Dutch police have arrested three people at the Mauritshuis museum in The Hague after Johannes Vermeer’s golden age masterpiece Girl with a Pearl Earring became the latest target of climate protesters.
Video published on social media showed two men wearing Just Stop Oil T-shirts in front of the painting, one of whom tried to superglue his shaven head to the artwork while the other emptied what appeared to be a can of tomato soup over him.
The museum said in a statement that the work, which was behind glass, had been examined by its restorers and had not been damaged. “Art is defenceless and the Mauritshuis strongly rejects trying to damage it for whatever purpose,” it said.
It comes after members of a German environmental group, Letzte Generation (Last Generation), threw mashed potatoes over Claude Monet’s Les Meules (Haystacks) in the Museum Barberini in Potsdam, outside Berlin, on Sunday.
Ten days previously, Just Stop Oil activists emptied tomato soup over Vincent van Gogh’s Sunflowers at the National Gallery in London before gluing themselves to the wall beneath the artwork, one of the gallery’s most important treasures. Les Meules and Sunflowers were also behind glass.
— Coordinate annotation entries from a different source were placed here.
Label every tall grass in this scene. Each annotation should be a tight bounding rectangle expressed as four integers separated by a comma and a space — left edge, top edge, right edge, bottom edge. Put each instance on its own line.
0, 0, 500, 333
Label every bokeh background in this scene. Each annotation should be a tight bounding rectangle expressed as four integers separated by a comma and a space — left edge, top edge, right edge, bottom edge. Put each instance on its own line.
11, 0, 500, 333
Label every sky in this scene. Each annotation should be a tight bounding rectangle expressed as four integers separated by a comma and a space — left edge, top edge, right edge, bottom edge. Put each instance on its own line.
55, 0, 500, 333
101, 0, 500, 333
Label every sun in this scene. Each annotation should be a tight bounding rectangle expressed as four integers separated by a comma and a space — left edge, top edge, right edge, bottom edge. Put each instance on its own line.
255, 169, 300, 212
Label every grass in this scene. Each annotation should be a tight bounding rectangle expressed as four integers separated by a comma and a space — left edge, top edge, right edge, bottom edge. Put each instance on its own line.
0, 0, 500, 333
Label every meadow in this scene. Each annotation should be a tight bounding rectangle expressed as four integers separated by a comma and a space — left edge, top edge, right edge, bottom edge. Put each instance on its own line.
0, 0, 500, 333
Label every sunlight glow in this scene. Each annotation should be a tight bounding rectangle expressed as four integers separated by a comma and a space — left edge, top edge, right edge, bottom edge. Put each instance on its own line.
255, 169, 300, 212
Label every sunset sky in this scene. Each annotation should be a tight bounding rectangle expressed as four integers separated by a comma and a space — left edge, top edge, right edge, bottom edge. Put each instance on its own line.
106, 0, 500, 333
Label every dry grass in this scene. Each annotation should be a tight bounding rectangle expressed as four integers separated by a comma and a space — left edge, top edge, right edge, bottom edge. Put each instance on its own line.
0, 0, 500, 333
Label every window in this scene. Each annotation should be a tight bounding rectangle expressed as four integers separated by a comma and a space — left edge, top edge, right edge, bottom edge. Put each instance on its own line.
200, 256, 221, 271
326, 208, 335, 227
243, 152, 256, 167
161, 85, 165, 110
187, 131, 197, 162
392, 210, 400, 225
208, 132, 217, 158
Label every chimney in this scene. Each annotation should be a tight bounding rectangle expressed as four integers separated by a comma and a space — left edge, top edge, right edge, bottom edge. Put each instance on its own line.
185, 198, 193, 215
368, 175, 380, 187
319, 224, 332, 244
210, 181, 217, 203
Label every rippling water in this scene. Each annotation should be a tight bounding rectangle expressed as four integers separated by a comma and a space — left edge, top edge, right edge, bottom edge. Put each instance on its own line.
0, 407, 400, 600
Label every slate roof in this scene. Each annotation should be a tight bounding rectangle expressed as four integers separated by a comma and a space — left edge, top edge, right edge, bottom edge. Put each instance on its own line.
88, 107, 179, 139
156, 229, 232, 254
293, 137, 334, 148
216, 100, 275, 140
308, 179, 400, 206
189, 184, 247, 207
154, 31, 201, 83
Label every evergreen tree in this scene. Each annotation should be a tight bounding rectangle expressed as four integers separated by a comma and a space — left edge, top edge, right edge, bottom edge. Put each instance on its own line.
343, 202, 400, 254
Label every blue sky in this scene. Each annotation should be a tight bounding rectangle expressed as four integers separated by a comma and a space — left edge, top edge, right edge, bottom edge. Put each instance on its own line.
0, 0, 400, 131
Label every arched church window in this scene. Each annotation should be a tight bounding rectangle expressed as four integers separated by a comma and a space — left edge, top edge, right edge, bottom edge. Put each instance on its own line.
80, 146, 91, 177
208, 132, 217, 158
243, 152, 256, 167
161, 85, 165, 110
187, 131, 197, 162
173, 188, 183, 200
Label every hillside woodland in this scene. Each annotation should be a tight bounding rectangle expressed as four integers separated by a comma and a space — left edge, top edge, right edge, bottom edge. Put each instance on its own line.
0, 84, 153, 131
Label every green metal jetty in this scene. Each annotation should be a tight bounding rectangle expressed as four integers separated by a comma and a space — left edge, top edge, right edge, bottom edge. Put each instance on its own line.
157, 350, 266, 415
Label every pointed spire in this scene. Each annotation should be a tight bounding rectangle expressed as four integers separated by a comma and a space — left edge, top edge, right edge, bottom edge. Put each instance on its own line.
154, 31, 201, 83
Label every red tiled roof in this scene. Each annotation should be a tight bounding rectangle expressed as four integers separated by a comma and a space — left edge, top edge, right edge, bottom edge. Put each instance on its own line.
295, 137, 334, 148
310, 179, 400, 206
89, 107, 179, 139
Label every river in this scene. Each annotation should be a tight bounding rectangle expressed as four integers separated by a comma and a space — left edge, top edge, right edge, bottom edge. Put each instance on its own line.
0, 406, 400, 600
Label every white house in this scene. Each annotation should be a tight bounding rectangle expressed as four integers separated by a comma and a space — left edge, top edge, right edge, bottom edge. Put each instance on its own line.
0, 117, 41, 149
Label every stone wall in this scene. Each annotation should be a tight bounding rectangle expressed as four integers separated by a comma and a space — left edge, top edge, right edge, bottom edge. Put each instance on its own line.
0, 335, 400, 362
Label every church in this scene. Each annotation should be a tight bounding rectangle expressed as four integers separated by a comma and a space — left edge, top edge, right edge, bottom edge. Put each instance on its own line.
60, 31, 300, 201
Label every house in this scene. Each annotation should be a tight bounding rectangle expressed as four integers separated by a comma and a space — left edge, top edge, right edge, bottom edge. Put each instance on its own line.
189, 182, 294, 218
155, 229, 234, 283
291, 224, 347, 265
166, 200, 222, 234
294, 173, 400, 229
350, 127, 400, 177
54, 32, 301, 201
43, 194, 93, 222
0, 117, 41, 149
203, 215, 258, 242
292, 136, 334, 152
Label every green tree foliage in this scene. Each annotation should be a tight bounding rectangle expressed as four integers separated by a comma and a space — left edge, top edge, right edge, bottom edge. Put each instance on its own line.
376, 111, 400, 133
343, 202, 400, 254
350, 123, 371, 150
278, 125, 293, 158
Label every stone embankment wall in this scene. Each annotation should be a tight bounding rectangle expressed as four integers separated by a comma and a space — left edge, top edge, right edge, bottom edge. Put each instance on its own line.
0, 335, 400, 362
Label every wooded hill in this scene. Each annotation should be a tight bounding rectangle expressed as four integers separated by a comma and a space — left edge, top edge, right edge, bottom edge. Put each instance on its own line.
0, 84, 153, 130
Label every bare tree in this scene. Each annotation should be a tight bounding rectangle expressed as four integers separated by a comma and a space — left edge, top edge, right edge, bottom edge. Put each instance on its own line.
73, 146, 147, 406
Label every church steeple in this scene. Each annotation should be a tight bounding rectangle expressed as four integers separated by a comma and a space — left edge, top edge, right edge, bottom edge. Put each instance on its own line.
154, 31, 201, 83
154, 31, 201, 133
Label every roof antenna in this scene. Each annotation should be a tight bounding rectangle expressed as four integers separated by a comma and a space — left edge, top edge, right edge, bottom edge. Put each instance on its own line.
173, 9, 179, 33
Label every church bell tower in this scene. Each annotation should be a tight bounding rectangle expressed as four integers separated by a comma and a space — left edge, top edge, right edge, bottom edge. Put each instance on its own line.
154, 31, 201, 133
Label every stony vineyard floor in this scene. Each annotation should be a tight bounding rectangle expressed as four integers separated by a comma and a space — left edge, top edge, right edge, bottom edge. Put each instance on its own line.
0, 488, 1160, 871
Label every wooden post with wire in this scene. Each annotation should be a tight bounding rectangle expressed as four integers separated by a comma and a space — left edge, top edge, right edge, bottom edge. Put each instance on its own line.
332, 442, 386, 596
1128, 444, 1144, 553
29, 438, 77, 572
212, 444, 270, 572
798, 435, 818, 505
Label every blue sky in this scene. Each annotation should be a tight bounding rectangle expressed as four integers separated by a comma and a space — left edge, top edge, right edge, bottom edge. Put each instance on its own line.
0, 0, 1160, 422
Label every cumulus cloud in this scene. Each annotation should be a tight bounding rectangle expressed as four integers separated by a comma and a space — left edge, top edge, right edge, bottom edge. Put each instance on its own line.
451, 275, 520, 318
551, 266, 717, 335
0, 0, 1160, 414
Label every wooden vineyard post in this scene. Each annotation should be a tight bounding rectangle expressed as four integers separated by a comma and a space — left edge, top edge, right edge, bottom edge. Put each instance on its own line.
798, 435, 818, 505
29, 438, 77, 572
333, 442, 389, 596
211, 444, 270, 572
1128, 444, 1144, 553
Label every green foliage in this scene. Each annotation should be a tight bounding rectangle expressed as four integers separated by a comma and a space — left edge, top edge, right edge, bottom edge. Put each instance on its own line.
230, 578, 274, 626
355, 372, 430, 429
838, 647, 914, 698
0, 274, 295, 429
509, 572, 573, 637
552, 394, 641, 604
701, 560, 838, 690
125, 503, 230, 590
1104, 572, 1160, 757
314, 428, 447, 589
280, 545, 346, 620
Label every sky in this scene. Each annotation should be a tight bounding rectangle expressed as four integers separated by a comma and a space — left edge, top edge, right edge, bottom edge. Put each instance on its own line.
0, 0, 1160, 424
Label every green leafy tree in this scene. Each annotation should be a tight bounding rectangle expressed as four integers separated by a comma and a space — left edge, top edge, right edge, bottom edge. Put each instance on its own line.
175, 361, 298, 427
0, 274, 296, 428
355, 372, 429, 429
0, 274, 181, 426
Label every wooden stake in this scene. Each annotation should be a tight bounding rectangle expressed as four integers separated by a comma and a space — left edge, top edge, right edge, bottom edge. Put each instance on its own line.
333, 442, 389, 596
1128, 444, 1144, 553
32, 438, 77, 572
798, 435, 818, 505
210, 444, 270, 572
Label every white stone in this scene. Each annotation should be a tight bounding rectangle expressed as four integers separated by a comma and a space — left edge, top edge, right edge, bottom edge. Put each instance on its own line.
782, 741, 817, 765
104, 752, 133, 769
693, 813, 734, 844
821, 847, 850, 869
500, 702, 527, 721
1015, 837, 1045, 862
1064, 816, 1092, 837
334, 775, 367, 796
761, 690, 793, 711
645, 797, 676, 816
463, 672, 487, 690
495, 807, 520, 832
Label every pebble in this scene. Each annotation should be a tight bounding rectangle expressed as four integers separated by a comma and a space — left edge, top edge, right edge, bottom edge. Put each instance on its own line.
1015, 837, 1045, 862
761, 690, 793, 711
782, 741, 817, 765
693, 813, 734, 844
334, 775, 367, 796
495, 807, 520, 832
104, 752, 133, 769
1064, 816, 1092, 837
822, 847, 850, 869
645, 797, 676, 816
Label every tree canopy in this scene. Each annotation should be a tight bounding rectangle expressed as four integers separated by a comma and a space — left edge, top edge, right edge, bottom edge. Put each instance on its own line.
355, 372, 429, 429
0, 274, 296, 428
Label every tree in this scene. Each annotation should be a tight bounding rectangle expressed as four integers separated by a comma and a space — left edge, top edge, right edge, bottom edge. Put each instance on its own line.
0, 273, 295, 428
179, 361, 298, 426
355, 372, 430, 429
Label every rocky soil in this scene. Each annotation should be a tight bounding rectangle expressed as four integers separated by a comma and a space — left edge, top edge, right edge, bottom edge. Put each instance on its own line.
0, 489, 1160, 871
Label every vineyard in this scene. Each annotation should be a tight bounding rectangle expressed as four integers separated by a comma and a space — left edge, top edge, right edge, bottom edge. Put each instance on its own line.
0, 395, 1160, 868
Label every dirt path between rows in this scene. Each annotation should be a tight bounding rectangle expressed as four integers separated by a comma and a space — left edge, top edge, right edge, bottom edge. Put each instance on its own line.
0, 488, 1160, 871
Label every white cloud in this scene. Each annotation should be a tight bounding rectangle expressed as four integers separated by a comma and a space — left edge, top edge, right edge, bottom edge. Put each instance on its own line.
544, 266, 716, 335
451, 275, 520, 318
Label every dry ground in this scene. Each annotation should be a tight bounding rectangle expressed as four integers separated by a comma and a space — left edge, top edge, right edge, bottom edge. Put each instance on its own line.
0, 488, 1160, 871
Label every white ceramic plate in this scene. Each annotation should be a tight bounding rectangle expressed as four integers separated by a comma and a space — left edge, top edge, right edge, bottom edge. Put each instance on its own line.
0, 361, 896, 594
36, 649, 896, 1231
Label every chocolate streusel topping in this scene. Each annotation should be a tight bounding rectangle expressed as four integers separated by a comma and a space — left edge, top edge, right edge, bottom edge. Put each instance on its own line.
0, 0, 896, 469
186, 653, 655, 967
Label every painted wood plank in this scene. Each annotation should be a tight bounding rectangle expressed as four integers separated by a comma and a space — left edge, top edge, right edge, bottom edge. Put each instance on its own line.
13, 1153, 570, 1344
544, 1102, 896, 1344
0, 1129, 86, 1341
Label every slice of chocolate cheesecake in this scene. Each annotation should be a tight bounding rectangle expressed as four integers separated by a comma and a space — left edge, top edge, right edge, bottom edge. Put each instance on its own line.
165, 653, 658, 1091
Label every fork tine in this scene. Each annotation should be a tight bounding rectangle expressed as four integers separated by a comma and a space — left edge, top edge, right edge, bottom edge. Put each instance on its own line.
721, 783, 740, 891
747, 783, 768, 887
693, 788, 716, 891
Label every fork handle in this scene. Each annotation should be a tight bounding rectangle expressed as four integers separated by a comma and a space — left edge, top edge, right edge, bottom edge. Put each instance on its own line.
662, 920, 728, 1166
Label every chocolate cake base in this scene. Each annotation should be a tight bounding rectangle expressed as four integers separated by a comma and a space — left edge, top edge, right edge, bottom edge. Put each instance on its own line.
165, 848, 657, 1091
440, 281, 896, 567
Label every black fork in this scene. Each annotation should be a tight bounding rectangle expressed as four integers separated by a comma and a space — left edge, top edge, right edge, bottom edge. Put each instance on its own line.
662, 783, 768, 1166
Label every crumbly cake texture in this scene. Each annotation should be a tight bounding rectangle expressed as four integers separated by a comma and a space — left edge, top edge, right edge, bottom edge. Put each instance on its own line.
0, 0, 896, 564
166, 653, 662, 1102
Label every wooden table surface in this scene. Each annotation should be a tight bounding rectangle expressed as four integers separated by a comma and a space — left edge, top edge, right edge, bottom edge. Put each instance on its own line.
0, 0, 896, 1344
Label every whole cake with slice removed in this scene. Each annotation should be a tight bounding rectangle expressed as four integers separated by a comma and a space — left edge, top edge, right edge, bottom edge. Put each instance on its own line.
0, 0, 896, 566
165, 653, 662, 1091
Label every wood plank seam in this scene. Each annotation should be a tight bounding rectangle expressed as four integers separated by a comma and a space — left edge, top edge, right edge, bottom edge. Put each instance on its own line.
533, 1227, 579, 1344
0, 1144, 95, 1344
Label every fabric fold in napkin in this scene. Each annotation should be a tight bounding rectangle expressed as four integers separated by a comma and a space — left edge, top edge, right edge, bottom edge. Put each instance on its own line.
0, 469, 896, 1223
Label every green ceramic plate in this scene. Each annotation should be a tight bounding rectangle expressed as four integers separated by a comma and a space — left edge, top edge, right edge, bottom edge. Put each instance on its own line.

“How do you feel when you see something beautiful and priceless apparently being destroyed before your eyes?” asked one of the protesters in The Hague. “Do you feel outraged? Good. Where is that feeling when you see the planet being destroyed?”
To cries of “Shame on you!”, “Obscene”, “Stupid” and “Get away from there” from visitors to the gallery, he said the painting was “protected by glass and is just fine”, but that “the future of our children” was not. The Hague police said three people had been arrested for “public violence against goods”.
The Mauritshuis is home to numerous works by Dutch masters including Girl with a Pearl Earring, considered its greatest treasure, and Rembrandt’s The Anatomy Lesson of Dr Nicolaes Tulp.
A spokesperson for the museum, René Timmermans, told the AD newspaper on Wednesday that it was as well prepared as it could be for such incidents. “Internally, there has been lots of consultation about what extra measures we can take,” he said.
Timmermans declined to say what those measures might be but said that while visitors were allowed to carry only “a small handbag” into the museum, searching them would be going too far. “You can never 100% prevent protest actions,” he said.